Oil declined in the earlier sessions of trading as recessionary fears grow, but rose later on supply concerns brought on by the ongoing Ukraine conflict.
Brent, the benchmark for two thirds of the world's oil, was trading 1 per cent higher at $104.20 a barrel at 3.45pm UAE time on Monday. West Texas Intermediate, the gauge that tracks US crude, was up 1.05 per cent at $95.69 a barrel.
The Fed is expected to approve another big interest rate rise this week to tame surging inflation, which is at a 40-year high in the US as a result of the coronavirus pandemic, rising oil prices and Russia’s military offensive in Ukraine.
Consumer prices rose by 9.1 per cent year-on-year in June, the largest gain since 1981, data from the US Labour Department indicated this month.
“The big question for investors and traders will be if we see the final sight of the hawkish Fed, meaning if this will be the last time that the Fed will increase the interest rate by 75 basis points,” Naeem Aslam, chief market analyst at Avatrade, said.
Last month, the Fed raised the policy rate by a larger-than-expected three-quarters of a percentage point, its third interest rate increase in three months and the biggest since 1994.
“There are some indications in terms of economic data and also oil prices that we have seen a peak in inflation in the US, and if this holds true, then it is highly likely that the Fed will slow down its dice roll,” Mr Aslam said.
The slowdown in global economic growth is also affecting demand.
The International Monetary Fund is expected to downgrade its global economic growth projections for this year and next when it releases its World Economic Outlook Update this week.
In April, the IMF lowered its 2022 global growth forecast to 3.6 per cent, down from its estimate of 4.4 per cent in January amid the Ukraine conflict and supply chain disruptions caused by the pandemic.
“Futures markets remain deeply in backwardation, suggesting that in the real world, prompt supplies are as tight as ever, however rising recession fears globally do suggest that gains are likely to be limited in the shorter-term, geopolitics aside,” Jeffrey Halley,senior market analyst of Asia Pacific at Oanda, said.
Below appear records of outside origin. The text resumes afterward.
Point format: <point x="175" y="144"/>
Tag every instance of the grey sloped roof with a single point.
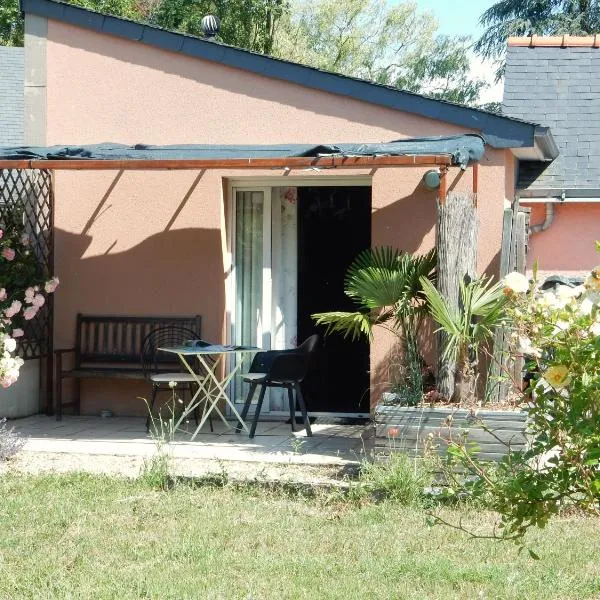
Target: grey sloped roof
<point x="461" y="148"/>
<point x="560" y="88"/>
<point x="11" y="96"/>
<point x="499" y="131"/>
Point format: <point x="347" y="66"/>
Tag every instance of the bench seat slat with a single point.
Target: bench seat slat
<point x="103" y="340"/>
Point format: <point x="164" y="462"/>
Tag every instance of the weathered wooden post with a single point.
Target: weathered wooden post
<point x="456" y="241"/>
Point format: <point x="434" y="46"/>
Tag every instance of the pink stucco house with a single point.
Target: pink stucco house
<point x="131" y="241"/>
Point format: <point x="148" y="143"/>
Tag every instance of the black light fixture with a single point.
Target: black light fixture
<point x="210" y="26"/>
<point x="432" y="179"/>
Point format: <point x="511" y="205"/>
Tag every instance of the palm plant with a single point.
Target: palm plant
<point x="386" y="285"/>
<point x="466" y="327"/>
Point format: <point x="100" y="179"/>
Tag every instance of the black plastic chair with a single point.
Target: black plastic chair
<point x="158" y="366"/>
<point x="282" y="369"/>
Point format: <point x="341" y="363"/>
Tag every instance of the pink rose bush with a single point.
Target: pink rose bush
<point x="23" y="290"/>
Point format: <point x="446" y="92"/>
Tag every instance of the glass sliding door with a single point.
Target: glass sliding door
<point x="251" y="317"/>
<point x="264" y="254"/>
The International Energy Agency also trimmed its global oil demand forecast for this year and the next as the worsening macroeconomic outlook and fears of a recession dampen market sentiment.
Oil demand is now expected to expand 1.7 million barrels per day in 2022 (down slightly from the IEA's forecast of 1.8 million bpd in June) and 2.1 million bpd in 2023 (compared with the 2.2 million bpd June forecast), to reach 99.2 million bpd and 101.3 million bpd, respectively, the Paris-based agency said in its latest monthly Oil Market Report.
On the supply side, Libya's National Oil Corporation (NOC) aims to bring back production to 1.2 million bpd in two weeks after production in the North African country was hit by political turmoil.
“National Oil Corporation and its companies achieved a relative increase in oil production, with current production reaching 860,000 barrels per day, while the pre-reopening production rate was 560,000 barrels per day,” NOC said on Saturday.
“NOC is striving to increase production and bring it back to its normal rates of 1.2 million barrels per day in two weeks.”
Libya on July 1 shut down two of the country's biggest export terminals and an oilfield, with NOC declaring a state of force majeure, which refers to an unforeseen set of circumstances preventing a party from fulfilling a contract.
However, oil prices are being supported by growing supply concerns amid the Ukraine conflict and sanctions by the US and its allies on Russian crude.
The EU agreed in May to ban most of Russia's oil imports by the end of the year, raising concerns about a tighter market.